Basic Tape Removal
Touch the painted surface with your bare hand to determine if the paint feels dry, especially along the edges of the painter's tape. Once the paint feels dry, pick one end of the tape loose with your fingernail.
Peel the tape diagonally or at a 90-degree angle, peeling the tape back toward the remainder of the tape strip.
Peel slowly, closely watching both edges of the tape as you pull it away. If some of the paint comes up with the tape, stop pulling it.
Touch the loose paint; if it feels wet or gummy, wait at least an hour before proceeding.
Score along the edge of the tape with a utility knife or craft knife to break the paint's bond with the tape in the area where the paint was previously wet or along the entire tape strip if the paint still comes up with the tape even when dry.
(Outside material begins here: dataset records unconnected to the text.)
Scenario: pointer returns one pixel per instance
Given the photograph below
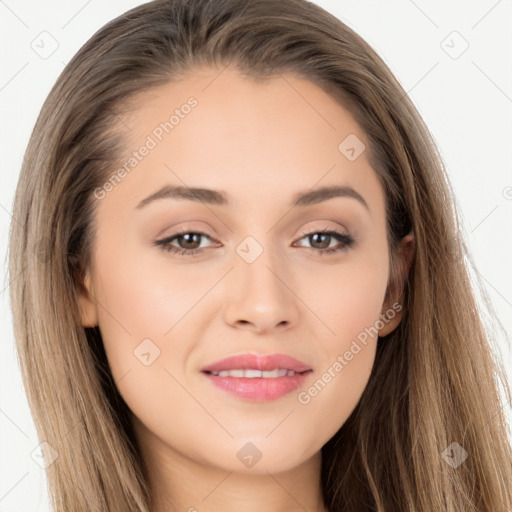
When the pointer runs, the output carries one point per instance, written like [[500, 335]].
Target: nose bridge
[[261, 295]]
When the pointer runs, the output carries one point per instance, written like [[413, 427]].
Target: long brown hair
[[435, 379]]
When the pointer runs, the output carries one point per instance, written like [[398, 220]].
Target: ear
[[405, 254], [87, 304]]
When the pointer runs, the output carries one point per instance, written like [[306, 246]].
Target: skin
[[261, 142]]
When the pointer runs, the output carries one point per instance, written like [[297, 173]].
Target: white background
[[465, 101]]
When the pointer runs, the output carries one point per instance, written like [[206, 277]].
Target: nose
[[261, 296]]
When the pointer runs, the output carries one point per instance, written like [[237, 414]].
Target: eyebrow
[[220, 197]]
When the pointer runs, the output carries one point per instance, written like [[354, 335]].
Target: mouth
[[258, 377]]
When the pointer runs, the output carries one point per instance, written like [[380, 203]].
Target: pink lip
[[258, 389], [257, 362]]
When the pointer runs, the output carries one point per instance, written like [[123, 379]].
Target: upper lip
[[265, 362]]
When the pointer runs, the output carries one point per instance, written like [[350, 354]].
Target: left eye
[[192, 239]]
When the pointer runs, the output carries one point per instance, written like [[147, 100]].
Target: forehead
[[219, 129]]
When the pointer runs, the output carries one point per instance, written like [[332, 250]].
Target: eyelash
[[346, 242]]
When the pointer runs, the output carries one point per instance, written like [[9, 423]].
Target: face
[[179, 283]]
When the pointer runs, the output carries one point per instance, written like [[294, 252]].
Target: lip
[[258, 389], [258, 362]]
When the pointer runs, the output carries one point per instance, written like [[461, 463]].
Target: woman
[[260, 371]]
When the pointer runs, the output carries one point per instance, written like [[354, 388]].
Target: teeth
[[253, 374]]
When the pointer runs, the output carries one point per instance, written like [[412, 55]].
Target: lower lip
[[259, 389]]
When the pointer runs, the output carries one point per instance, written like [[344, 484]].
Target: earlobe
[[393, 309], [87, 305]]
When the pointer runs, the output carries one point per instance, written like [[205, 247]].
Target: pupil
[[188, 236], [324, 235]]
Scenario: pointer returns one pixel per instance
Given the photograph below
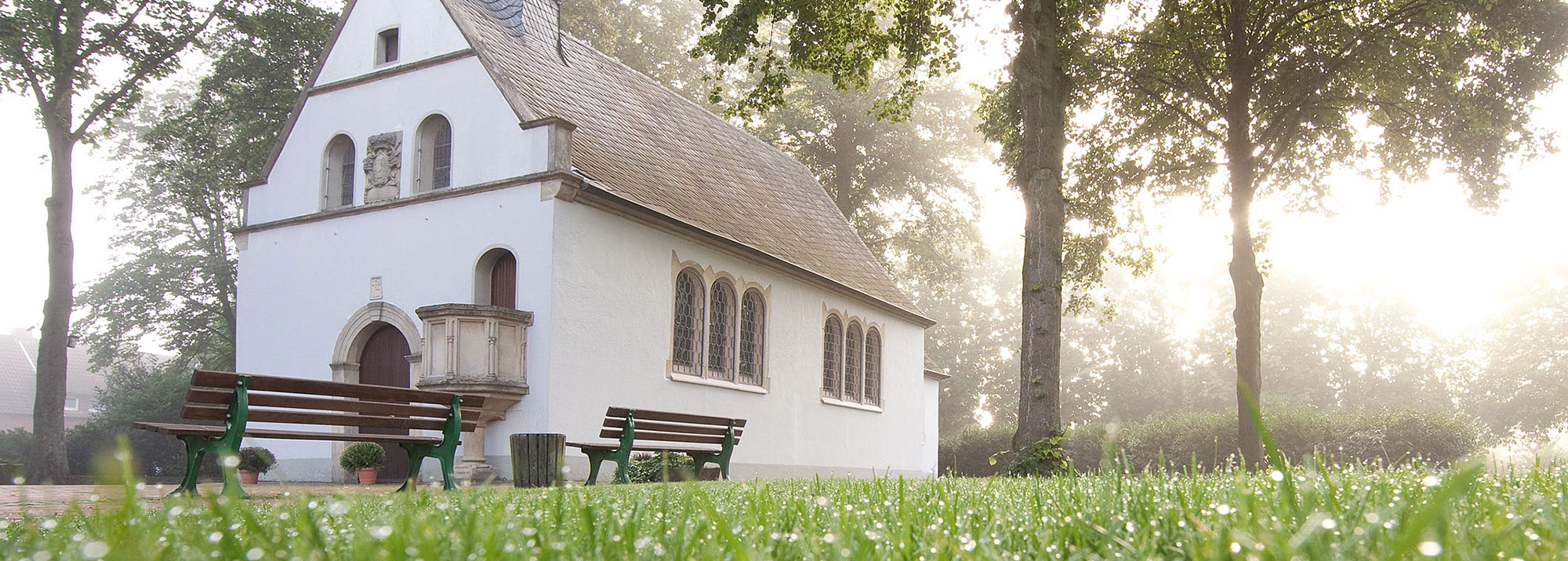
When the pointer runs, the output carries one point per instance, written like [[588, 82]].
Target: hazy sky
[[1428, 245]]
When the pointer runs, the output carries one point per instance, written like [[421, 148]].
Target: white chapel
[[470, 199]]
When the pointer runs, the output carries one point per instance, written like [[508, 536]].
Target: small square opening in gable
[[387, 46]]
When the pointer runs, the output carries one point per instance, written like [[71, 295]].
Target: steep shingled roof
[[652, 146]]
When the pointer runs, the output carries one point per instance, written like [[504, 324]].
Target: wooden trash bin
[[537, 460]]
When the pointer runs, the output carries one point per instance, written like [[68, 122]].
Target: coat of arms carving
[[383, 166]]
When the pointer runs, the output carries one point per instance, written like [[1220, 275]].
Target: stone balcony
[[481, 350]]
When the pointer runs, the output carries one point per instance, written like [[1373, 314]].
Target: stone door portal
[[385, 362]]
Cut with a light touch to avoid slicing or scratching the project surface.
Peel the remainder of the tape completely away from the project surface.
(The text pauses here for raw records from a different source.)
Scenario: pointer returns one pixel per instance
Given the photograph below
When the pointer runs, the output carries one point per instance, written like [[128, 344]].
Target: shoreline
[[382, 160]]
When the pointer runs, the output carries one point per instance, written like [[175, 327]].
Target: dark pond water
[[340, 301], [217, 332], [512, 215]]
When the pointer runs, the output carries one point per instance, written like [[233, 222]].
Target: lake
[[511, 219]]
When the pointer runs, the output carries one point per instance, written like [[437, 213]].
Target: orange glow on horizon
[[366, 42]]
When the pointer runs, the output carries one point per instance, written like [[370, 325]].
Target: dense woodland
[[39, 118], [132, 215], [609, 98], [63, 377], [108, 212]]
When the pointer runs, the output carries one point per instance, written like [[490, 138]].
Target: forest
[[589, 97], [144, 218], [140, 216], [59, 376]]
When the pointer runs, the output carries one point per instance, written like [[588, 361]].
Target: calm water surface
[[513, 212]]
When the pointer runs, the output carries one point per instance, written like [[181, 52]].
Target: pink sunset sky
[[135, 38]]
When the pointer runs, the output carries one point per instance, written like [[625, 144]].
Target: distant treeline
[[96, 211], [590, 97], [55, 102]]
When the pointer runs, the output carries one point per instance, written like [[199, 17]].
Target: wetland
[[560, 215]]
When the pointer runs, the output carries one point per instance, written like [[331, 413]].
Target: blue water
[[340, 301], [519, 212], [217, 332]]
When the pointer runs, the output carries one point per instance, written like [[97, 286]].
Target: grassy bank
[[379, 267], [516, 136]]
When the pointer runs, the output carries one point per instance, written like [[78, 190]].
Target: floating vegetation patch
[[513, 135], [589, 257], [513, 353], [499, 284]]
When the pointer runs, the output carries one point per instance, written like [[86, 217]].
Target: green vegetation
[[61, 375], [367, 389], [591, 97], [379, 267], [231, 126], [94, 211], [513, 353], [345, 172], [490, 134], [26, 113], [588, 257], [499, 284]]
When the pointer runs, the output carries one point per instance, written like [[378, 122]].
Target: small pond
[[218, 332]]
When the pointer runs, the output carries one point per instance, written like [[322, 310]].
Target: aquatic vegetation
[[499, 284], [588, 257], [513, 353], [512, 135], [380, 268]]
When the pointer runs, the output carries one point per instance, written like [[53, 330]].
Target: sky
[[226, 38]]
Dealing With Stubborn Residue
Touch the previously taped area carefully, feeling for sticky spots where adhesive or bits of tape remain. This may also happen if the tape was left on for weeks or longer, or if the tape is of poor quality.
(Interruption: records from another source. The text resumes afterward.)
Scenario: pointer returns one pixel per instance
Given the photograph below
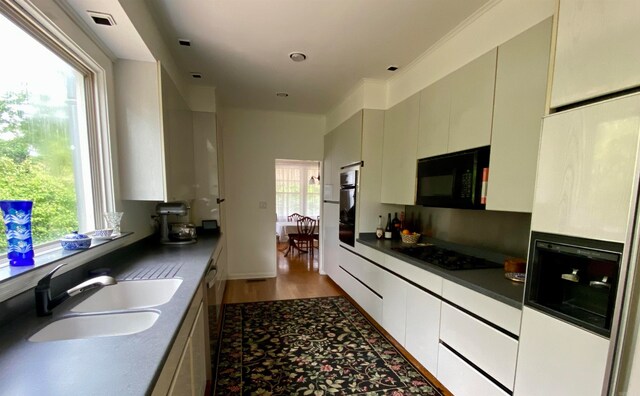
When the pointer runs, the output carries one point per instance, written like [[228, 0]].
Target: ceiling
[[242, 47]]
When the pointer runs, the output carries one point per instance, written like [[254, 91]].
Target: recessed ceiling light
[[100, 18], [297, 56]]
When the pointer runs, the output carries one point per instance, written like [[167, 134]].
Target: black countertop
[[118, 365], [489, 282]]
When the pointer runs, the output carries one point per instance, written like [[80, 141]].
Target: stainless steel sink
[[91, 326], [130, 295]]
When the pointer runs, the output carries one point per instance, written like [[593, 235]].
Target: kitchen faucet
[[44, 302]]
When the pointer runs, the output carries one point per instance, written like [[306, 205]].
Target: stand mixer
[[185, 233]]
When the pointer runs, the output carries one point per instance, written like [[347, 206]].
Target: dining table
[[285, 228]]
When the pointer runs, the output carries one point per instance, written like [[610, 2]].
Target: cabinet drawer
[[491, 350], [426, 279], [367, 299], [372, 254], [362, 269], [500, 314], [462, 379], [423, 327]]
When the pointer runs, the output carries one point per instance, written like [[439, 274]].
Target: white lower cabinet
[[483, 345], [357, 277], [422, 330], [558, 358], [462, 379], [185, 370], [182, 384]]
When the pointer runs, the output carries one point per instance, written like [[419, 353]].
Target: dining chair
[[294, 217], [304, 238]]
Warm the gummy areas or bits of tape on a low-heat setting with a hair dryer, holding the hair dryer 4 or 5 inches away from the project surface.
Rub your fingers or a lint-free cloth over the heated areas to roll the adhesive or old tape onto itself. Continue heating and rubbing the affected areas until all the gummy material has been removed.
Wipe the cleaned area with a slightly damp lint-free cloth wrapped around your finger to wipe up any last bits of stickiness.